Sollte der Supreme Court dieser Argumentation folgen und die Gesetze kippen, würde sich das auf das gesamte Land auswirken. Zehn Bundesstaaten haben bisher auf unterschiedliche Art den Besitz von Waffen und Sturmgewehren reglementiert. 1990 war Kalifornien der erste Bundesstaat, der halbautomatische Waffen vollständig verbot. Die Entscheidung des Gerichts könnte diese Regeln kippen oder die Bundesstaaten zumindest zwingen, sie aufzuweichen.
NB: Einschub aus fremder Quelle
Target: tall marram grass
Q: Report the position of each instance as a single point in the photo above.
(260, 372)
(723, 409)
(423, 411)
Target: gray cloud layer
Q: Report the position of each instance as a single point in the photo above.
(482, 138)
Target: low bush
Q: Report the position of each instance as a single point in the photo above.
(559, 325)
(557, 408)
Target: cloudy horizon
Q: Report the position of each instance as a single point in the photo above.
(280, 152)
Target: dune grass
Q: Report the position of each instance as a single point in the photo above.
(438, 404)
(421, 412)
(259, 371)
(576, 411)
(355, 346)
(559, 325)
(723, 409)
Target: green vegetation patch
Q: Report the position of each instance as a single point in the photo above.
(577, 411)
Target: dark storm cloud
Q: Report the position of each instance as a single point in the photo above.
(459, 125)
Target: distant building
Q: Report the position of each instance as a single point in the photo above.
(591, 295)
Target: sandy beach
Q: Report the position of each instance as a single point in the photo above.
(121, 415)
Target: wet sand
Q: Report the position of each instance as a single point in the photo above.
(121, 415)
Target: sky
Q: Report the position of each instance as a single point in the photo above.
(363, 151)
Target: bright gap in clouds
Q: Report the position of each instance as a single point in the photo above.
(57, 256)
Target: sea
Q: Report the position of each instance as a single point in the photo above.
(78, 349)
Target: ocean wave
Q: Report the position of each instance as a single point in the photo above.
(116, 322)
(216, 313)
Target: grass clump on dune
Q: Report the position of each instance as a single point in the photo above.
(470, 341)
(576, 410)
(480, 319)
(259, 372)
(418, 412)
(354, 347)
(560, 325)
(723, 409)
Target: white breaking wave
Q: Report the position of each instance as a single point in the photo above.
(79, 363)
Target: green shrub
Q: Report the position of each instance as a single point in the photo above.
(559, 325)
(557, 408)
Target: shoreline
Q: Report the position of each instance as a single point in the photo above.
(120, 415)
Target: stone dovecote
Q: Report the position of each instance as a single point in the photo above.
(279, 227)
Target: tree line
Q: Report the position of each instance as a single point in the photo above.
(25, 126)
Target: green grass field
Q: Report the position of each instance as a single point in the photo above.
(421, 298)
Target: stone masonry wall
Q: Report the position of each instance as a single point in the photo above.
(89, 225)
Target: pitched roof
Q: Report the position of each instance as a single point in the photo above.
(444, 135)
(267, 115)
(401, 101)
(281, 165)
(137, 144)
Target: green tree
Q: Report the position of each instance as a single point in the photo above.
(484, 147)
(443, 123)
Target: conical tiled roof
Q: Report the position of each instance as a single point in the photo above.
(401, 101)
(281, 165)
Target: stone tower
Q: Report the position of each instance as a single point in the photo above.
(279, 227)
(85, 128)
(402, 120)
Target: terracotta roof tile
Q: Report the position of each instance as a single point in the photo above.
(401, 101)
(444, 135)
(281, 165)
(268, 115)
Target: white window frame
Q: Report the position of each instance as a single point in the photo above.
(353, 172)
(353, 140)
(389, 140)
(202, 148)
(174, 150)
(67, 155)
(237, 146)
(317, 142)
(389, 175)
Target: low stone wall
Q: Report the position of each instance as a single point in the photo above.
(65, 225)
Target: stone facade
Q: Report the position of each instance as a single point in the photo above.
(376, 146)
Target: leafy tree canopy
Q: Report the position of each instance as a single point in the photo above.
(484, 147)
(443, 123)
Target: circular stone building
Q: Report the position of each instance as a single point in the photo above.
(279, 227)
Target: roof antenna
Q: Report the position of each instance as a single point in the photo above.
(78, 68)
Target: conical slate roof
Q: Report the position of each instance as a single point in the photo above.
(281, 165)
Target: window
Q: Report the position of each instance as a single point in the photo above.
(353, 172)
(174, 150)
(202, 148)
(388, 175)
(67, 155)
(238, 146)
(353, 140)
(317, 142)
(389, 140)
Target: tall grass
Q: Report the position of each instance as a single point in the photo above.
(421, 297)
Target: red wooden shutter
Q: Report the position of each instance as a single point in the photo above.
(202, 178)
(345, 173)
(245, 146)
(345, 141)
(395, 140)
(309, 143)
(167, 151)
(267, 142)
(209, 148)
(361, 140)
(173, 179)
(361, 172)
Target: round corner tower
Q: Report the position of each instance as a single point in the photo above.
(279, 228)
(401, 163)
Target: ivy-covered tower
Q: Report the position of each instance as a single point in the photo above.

Wie das Gericht entschieden wird, ist noch offen. Doch die Richterinnen und Richter am Supreme Court sind mehrheitlich konservativ, viele halten sich an den genauen Wortlaut der Verfassung, wovon eher die Kläger profitieren dürften. Zudem veröffentlichte beispielsweise der von Ex-Präsident Donald Trump eingesetzte Richter Brett Kavanaugh 2011 eine richterliche Meinung, in der er erklärte, halbautomatische Waffen wären nicht gefährlicher als Handfeuerwaffen. Damit folgt er der Argumentation der NRA. Auch weitere Richter wie Neil Gorsuch, Clarence Thomas und Samuel Alito sprachen sich in der Vergangenheit für eine weite Auslegung des zweiten Verfassungszusatzes aus.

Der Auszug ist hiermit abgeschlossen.